I presume op knows this, but others may want to look up WEIRD as an acronym.

It's actually both simpler and more complex than that, and it's less of an underrepresentation issue. It's not that that isn't an issue. Repesentation is just less of the cause of the problem in this context than you think.

It's also very much not explicit discrimination. The people who do this type of work are overwhelmingly anti racist. There's also plenty of dark skinned people amongst them. Most engineers are white males and Asians. That's an issue as well, but for another time.

First of all, they don't mention that this only applies to optical imaging. CT, ultrasound, MR, PET, etc. are not affected by skin tone (that's an ultrasound in the image, btw).

There are representation issues in medical testing. Not just purely racial ones as well. For example, most psychological studies are done with white women of college age. That's because the only people they can get to participate in such studies are psychology students who are overwhelmingly white women. Then there's the issue that you can't really experiment on children at all. That's WEIRD.

These are all well known and studied issues. They just don't have easy solutions.

The problem here isn't mostly representation. It's physics.

In order to image someone optically, you need to reflect light (or have something that emits light). Dark skin absorbs more and reflects less light than light skin. That is the purpose of dark skin.

No matter what we do, or how hard we try, optical imaging will never work as well on dark skinned people as light skinned people.

There's way more issues, too.

You can't just collect people based on skin color. Medical testing is extremely sensitive and difficult. You can't pay people too much. You can't pay people too little. Like the psychology issue, there are plenty of studies that are conducted on strange populations.

My brain is in several publicly available databases and papers and such. I get rooked into it because colleagues need subjects when I was in grad school. These studies are full of two kinds of people, grad students in the sciences, professors, their children, and people for whom a trivial amount of money is worth their time. That's not a cross section, and it's not really solvable.

You're correct that, in principle, you could collect people on quantitative skin color metrics for optical imaging. Other issues need a more complex understanding of race.

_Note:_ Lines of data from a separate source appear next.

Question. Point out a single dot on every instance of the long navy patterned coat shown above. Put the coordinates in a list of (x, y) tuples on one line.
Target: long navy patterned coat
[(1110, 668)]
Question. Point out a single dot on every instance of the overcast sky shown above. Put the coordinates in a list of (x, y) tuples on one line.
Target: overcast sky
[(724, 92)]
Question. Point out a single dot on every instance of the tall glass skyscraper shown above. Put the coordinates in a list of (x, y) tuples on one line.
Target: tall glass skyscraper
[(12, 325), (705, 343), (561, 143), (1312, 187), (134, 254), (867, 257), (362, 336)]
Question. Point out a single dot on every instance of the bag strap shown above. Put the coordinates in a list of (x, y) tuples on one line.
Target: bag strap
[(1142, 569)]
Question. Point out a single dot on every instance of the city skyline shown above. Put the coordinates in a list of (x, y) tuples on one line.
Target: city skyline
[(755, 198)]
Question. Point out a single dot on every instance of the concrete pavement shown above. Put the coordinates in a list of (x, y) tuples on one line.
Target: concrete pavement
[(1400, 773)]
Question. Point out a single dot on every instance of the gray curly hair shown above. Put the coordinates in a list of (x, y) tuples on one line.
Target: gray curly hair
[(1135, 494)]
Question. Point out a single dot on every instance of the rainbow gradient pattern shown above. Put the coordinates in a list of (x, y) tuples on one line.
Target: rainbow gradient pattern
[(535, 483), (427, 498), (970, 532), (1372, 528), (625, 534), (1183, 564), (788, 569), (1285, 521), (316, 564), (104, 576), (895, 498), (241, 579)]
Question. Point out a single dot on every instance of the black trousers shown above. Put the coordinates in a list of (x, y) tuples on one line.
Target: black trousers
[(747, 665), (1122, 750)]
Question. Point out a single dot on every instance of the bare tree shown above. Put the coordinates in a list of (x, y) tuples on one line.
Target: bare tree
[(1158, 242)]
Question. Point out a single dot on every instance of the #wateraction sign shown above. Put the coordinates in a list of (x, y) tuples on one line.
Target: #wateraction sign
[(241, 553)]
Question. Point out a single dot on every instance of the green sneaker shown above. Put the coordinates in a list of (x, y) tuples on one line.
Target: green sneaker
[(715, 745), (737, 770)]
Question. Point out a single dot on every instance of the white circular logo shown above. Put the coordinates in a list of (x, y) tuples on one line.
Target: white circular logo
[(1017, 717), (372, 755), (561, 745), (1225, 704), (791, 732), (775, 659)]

Now what is race? People say it's a social construct, but that's not scientifically correct. Race is a collection of phenotypes that helped our ancestors survive. It can be quantified. At the very least, genetically.

That's scientific racism. That's what the Nazis did. Granted, it's being done for anti racist purposes, but still, it's ugly.

So, I want to conduct a study that's DEI. How do I know I have proper representation? The terms Asian, black, Latino, and white are so huge and diverse that they are useless for this purpose.

What do I do?

Anyway, I could go on, but I'll stop after one last thing. The FDA is considering making DEI mandatory. That won't really solve the problem, though.

Edit: typos

A good example of why diversity in the workplace is a good thing.